Por otro lado, cuando leemos que por sí misma da fruto la tierra (tallo, espiga, grano), nos hallamos confrontados a una trágica constatación de hecho: el Reino no precisa de nosotros. Muy al contrario: somos nosotros quienes lo necesitamos a él. No depende en absoluto de nuestras fuerzas, nuestros conocimientos o nuestras intenciones, ni siquiera de nuestras decisiones, para ir adelante. Contiene en sí mismo la clave de su poder, genera su propio crecimiento por su dinámica interna. Dicho de otra manera, está programado para crecer. En este contexto resultan patéticos los esfuerzos de quienes entre nuestros contemporáneos, sin duda con buena fe, pero con escaso conocimiento, se afanan en una verdadera guerra contra supuestos poderes invisibles con todas las armas de que se creen poseedores, en aras de la victoria final de un reino que ha de venir. El Reino no va a venir: ya está entre nosotros, es una realidad presente en la historia desde hace veinte siglos, y avanza sin nuestro concurso, incluso por medio de quienes menos pudiéramos imaginar. Hasta los seres irracionales pueden ser sus heraldos si Dios así lo dispone. Cuantos creyentes han hecho avanzar el Reino en este mundo a lo largo de estos últimos tiempos, han sido instrumentos del Todopoderoso, nunca protagonistas.

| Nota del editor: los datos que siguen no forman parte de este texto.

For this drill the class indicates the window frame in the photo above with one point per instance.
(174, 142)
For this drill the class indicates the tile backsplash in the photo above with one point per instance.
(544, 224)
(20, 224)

En último lugar, aparece el fruto. Es decir, llega el tiempo de la siega. La parábola nos habla de la hoz dispuesta a ejercer su función en el momento preciso, y es que todo obedece a un ciclo perfecto, bien diseñado, que alcanza su término en la ocasión propicia, nunca antes ni después. Por decirlo de manera lapidaria: el Reino está llamado al triunfo. No conoce épocas de esterilidad ni de inactividad, aunque aparentemente algunas lo sean. No se puede agostar ni fenecer. Siempre está activo, siempre avanza, siempre crece, lo veamos o no. En todo lugar y circunstancia se abre camino, incluso allí donde todas las condiciones le son adversas. La enseñanza de Jesús acerca de este asunto, tanto en esta parábola como en otras también muy conocidas, siempre apunta a la victoria final, algo similar a aquella antigua profecía contenida en el libro de Daniel, según la cual la piedra que golpeó la estatua en el sueño del rey Nabucodonosor vino a ser un gran monte que llenó toda la tierra (2, 35b).
Quienes por la Gracia exclusiva de Dios somos hoy hijos del Reino, nos vemos constreñidos a reconocer humildemente que ni sabemos ni entendemos nada en relación con este asunto. Solo podemos mostrar una constante gratitud por haber recibido tanto sin mérito alguno por nuestra parte.